For 15 years, Maya* lived in the brothel with a fear she might be living with HIV and not know about it. Sold into sex work by her husband at 25, she entered a world controlled by mashis (brothel managers). Because of different client demands, Maya could not request protection, rules were strict and health care was off limits unless the mashi agreed.
“My biggest fear was that if I was HIV positive, my life would collapse,” said Maya. “I thought I would be abandoned, thrown out of the brothel and lose my income.”
Like many brothel-based sex workers in Bangladesh, Maya had little power to insist on condom use and was judged harshly for her work. She knew about HIV but stayed away from testing.
“I didn’t want to know about my HIV status,” she recalls. “I worried that if anyone found out, I would lose everything.”
In brothels, rumours travel fast, and women who are believed to be “sick” risk losing both income and shelter.
Before UNFPA’s Sukh Pakhi (“Happy Bird”) project started, Maya had never met a health worker who treated her without judgement. She was not allowed to visit government or private clinics on her own.
Sukh Pakhi, supported by UNFPA and implemented by Partners in Health and Development (PHD), changes this by bringing free and confidential sexual and reproductive health and HIV prevention and screening services into brothels instead of waiting for women to come to clinics.
Peer educators in the brothel community are trained to share accurate information on HIV, sexually transmitted infections, contraception and gender-based violence. A medical assistant and counsellor team provide voluntary HIV screening, pre and post-test counselling, and referrals for confirmatory testing and treatment. All services are offered in a way that respects the realities of brothel life.
“At first, I only listened from a distance,” Maya says. “As the health workers visited us again and treated us kindly, I slowly gained the courage to talk to them and think about testing.”
In 2024 alone, the programme reached 3,141 brothel-based sex workers with sexual and reproductive health and HIV services. A total of 2,359 women were screened for HIV and 622 were referred for further care at government or NGO facilities. One woman who tested positive was successfully linked to antiretroviral therapy and remains in treatment.
By mid 2025, a further 2,115 women had been reached, with another woman enrolled on antiretroviral therapy and 296 new referrals made for specialised care. To sustain this work, fifteen peer educators were trained in 2024 and seven more were added in 2025, deepening a network of trusted messengers inside the brothels.
However, these gains are under pressure. At the beginning of 2025, three Sukh Pakhi centres closed due to funding constraints. As a result, the number of targeted beneficiaries dropped from 3,141 to 2,115, leaving many women without regular access to safe, trusted services.
In October 2025, after many conversations, Maya agreed to join an HIV screening round. The medical assistant, who also serves as a counsellor, came to her room with a peer educator. They explained about the test, assured her it was confidential and reminded her she would not be left alone.
When the rapid test came back reactive, confirming that Maya was living with HIV, her worst fear surfaced. “I thought, now it is finished,’” she remembers.
Instead, she was met with calm and care. The medical assistant explained what the result meant, how HIV can be treated and how antiretroviral therapy helps people live a long life. She answered Maya’s questions and reassured her that her status would remain confidential.
“The way she spoke to me helped me move from panic to understanding,” Maya says. “I learned that I did not have to die from this. I could take medicine.”
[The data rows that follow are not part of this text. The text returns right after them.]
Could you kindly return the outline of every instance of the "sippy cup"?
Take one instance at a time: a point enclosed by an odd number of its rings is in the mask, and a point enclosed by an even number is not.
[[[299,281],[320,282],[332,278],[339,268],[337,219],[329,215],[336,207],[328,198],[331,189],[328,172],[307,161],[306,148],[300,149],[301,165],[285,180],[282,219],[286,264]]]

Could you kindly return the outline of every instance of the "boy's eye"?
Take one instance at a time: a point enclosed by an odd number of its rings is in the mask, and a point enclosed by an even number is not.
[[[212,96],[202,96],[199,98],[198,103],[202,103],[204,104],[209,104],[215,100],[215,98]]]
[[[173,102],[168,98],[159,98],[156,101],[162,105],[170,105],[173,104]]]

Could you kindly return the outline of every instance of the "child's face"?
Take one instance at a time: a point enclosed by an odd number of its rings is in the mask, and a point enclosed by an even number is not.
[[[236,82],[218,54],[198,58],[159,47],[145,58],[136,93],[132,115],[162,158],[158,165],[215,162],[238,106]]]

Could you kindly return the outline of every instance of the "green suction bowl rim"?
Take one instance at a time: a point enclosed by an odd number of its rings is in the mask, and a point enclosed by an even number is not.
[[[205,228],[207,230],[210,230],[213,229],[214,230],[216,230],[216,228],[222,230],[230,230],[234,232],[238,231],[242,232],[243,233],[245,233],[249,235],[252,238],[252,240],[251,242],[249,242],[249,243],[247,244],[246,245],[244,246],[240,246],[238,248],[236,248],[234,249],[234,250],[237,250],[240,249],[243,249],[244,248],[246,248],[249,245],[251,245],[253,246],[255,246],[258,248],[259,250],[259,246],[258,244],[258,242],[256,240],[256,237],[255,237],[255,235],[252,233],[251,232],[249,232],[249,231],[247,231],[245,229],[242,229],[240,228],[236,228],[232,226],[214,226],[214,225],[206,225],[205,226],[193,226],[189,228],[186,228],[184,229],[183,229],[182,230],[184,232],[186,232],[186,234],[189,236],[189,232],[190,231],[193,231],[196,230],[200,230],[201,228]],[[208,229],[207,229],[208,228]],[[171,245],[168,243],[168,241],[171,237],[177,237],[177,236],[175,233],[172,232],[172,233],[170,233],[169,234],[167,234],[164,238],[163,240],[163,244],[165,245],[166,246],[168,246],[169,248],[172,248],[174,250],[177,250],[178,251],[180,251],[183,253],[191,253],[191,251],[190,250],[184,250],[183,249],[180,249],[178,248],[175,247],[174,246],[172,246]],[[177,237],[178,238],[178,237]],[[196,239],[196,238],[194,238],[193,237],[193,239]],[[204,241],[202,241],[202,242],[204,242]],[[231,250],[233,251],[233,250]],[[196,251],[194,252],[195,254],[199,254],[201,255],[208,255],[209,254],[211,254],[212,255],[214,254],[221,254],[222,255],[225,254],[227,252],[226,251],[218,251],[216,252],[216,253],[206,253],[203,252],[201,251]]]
With Maya’s consent, the Sukh Pakhi team activated a referral pathway, accompanying her for confirmatory testing and enrolment on antiretroviral therapy. The project has maintained a 100 per cent success rate in linking all reactive cases to the therapy in 2024 and 2025.
Maya takes her therapy every day and attends follow-up appointments. She understands that staying on treatment and keeping her viral load undetectable protects her health and those around her.
“HIV did not mean the end,” she says. “It meant taking medicine and staying connected.”
The project is also influencing the wider HIV response in Bangladesh. UNFPA is supporting the National AIDS/STD Programme (NASP) to develop a peer referral pathway for sex workers, based on the Sukh Pakhi model, so that seamless care like Maya’s can become standard practice nationwide.
On World AIDS Day, Maya has a simple message for other women who are still living in fear of the unknown.
“No fear,” she states. “Treatment is available.”
Yet her safety net is fragile. Dramatic cuts in international aid are already forcing HIV prevention and treatment services to shrink, as seen in the closure of three Sukh Pakhi centres. Without urgent new and sustained funding from development partners and domestic budgets, more women will be left without the care they need and the progress made so far will be at risk.
As Maya’s journey shows, when judgement is replaced with care and women’s rights are put first, we do more than stop a virus. We protect survival, strengthen dignity and keep the promise to leave no one behind.
*Name changed for safety and privacy.